A visita íntima ainda não está
regulamentada e tem sido permitida em caráter experimental. Assim, a visita
íntima do marido, mulher, companheiro ou companheira, deverá estar sempre
condicionada ao comportamento do preso, à segurança do presídio e às condições
da unidade prisional sem perder de vista a preservação da saúde das pessoas
envolvidas e a defesa da família.
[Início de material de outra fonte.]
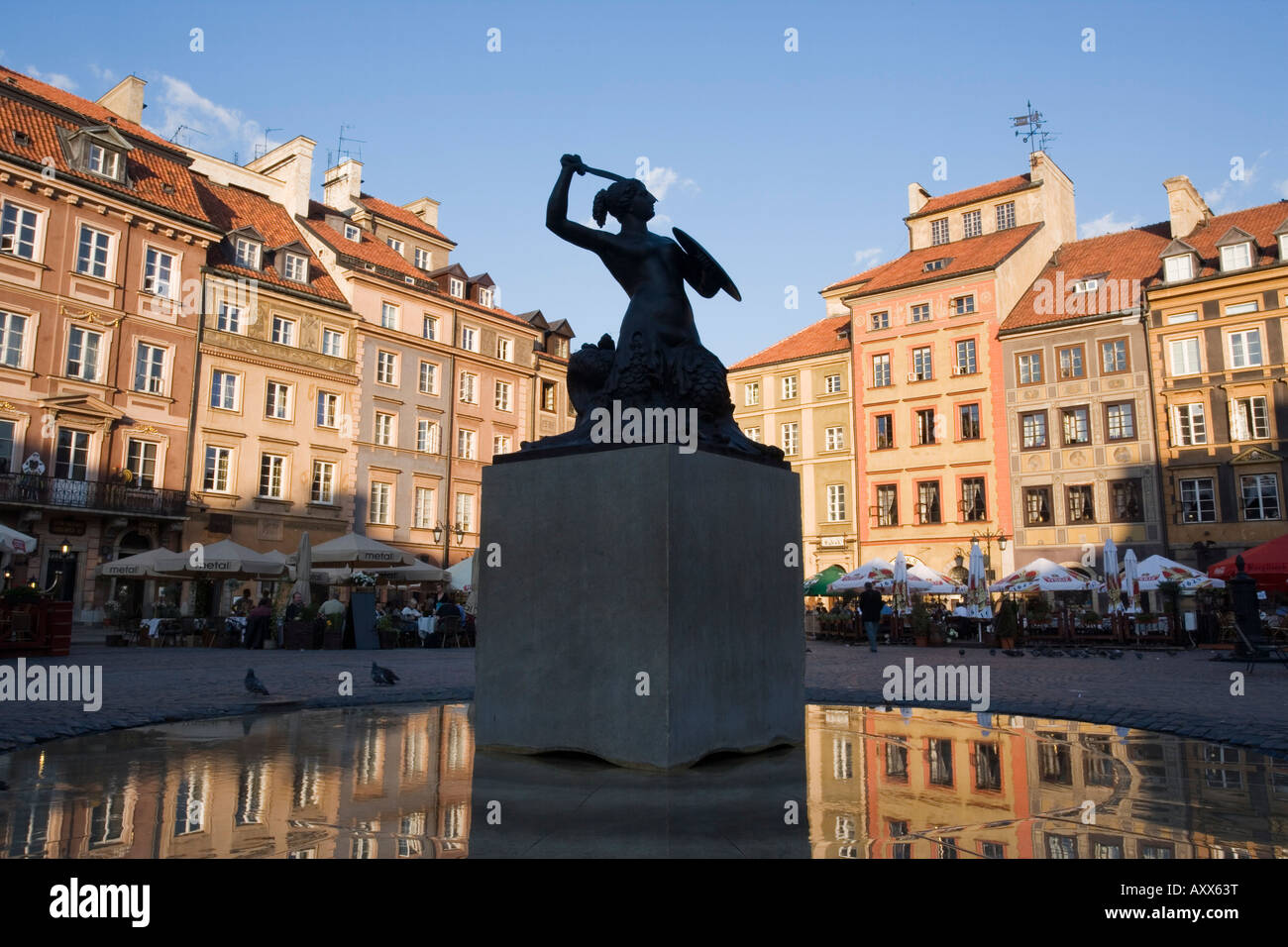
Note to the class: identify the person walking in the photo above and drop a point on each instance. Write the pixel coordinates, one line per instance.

Trata-se de uma questão delicada a ser
encarada com muita responsabilidade, em benefício da própria população
carcerária.
O
direito à progressão de regime, livramento condicional, indulto e comutação
Todos
os presos que não cometem crime hediondo têm direito à progressão para o regime
semi-aberto (colônia), aberto (PAD); livramento condicional, indulto (perdão da
pena) e comutação (redução da pena), desde que preencham certos requisitos.
A
lei diz que quem comete crime hediondo (homicídio qualificado, tráfico de
entorpecentes, latrocínio, extorsão mediante seqüestro, estupro, atentado
violento ao pudor, por exemplo) só tem direito a pedir Livramento Condicional
depois de cumprir dois terços da pena, mas não tem direito a indulto, comutação
e progressão de regime.
Há
juízes que entendem que a proibição de progressão para os crimes hediondos é
inconstitucional e outros que não.
Assim,
o preso pode tentar pedir para o Juiz sua progressão, mesmo que tenha cometido
crime hediondo.
Requisitos
para concessão de um benefício
Para
ganhar um benefício além de ter cumprido parte da pena e ter bom comportamento,
a lei exige que o preso comprove merecimento (chamado de requisito subjetivo).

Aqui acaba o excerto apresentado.